То, что он побывал в «иной жизни», не вызывало сомнения. Он был исцелен, демоны его покинули, его дух был свободен и искал возвышенных занятий и добродетельных поступков. Раздвоение бытия на два мира, на две несовместимые жизни не казалось трагичным. Ибо он верил, что когда-нибудь обе жизни сольются. Та, потаенная, исполненная чистейшей красоты и благоговения, привнесет в эту жизнь высший смысл и святость, что освободили его от страшного недуга.
Свое исцеление он не выстрадал, не добился тяжкими духовными трудами, стоянием на молитвах, совершением непосильных монашеских подвигов. Оно было дано ему как дар, как ниспосланная благодать. Но это не освобождало его от раскаяния, от сознания совершенных грехов. Вся его прежняя жизнь была грехом, злодеянием, причинила страдание множеству людей. И этот грех требовал искупления, искоренения порочных остатков, сохранившихся в его жизненном укладе.
Он начал с того, что решил разрушить свой Фонд эффективных стратегий и главное его детище, «Мобил», – банк данных о множестве видных персон, их слабостях, свойствах характера, порочных наклонностях, уязвимых привычках, что давало возможность воздействовать на них, подчинять своей воле, причинять зло, а если надо, то и уничтожать.
Он приехал в особняк, где размещался фонд, и, прихватив молоток, взбежал по лестнице мимо изумленных охранников, не видевших его несколько месяцев. В отдельной комнате, где когда-то размещался барский кабинет и хлебосольный вельможа принимал у себя цвет Москвы, молодого Пушкина, снискавшего знаменитость Грибоедова, – теперь располагался суперкомпьютер. В нем хранился электронный образ современного общества – банки, корпорации, преступные синдикаты, тайные кружки, кремлевские интриги и заговоры, дворцовые перевороты и политические убийства.

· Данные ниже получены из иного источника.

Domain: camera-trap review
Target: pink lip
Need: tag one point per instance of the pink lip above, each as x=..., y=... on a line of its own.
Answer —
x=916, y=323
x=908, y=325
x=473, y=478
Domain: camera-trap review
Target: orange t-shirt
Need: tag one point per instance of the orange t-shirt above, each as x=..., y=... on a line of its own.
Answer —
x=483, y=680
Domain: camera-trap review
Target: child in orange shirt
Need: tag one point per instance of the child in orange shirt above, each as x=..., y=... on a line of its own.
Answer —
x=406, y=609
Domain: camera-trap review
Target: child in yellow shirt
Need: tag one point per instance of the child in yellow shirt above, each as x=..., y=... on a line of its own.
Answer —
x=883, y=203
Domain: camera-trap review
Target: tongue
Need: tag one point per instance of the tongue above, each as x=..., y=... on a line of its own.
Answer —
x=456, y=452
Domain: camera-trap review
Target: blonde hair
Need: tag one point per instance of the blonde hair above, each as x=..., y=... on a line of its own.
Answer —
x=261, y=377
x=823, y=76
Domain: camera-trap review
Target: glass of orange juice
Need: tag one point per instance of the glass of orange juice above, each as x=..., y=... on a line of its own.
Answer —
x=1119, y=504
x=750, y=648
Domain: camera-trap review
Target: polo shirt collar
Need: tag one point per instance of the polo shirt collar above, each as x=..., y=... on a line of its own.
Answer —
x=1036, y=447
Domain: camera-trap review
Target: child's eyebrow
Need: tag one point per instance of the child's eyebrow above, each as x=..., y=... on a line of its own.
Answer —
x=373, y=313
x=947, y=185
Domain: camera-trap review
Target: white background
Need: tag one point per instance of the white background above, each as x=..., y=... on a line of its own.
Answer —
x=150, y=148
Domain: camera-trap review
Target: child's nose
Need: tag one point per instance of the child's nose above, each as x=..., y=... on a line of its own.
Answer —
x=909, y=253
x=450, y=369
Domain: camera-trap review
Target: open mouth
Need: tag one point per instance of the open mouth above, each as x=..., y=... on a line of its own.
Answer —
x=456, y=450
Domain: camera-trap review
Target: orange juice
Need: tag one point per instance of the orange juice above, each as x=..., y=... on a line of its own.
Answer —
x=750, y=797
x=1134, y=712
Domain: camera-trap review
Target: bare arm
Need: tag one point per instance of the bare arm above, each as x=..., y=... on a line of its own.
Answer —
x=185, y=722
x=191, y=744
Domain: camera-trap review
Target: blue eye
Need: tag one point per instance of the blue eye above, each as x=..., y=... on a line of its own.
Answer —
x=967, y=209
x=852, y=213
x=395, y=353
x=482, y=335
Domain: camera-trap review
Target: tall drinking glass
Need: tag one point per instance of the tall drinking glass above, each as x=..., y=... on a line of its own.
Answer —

Стрижайло стоял перед белоснежным компьютером, в чьем черепе скрывался злокозненный, исполненный чудовищных замыслов мозг. Размахнулся молотком и ударил в череп. Черное железо молотка раскроило кость, озарилось фиолетовой вспышкой, проникло в чуткую мякоть, где стали метаться бесшумные разряды, как в теле электрического ската. А когда вырвал молоток из пролома, оттуда полетели темные смерчи, бессчетные духи, омерзительные и ужасные твари. Полуптицы-полунасекомые с перепончатыми трескучими крыльями, заостренными клювами и колючими усиками, с ядовитыми жалами и отравленными шипами. Пернатые и хитиновые, отливая металлическим блеском, они были похожи на стрекочущие механизмы, встреча с которыми грозила немедленной смертью. Так вылетают из трухлявого пня крылатые муравьи. Так покидают разворошенное гнездо разъяренные осы. Так вырываются из старой церкви заселившие ее нетопыри, когда священник служит очистительный молебен и кладет крестное знамение.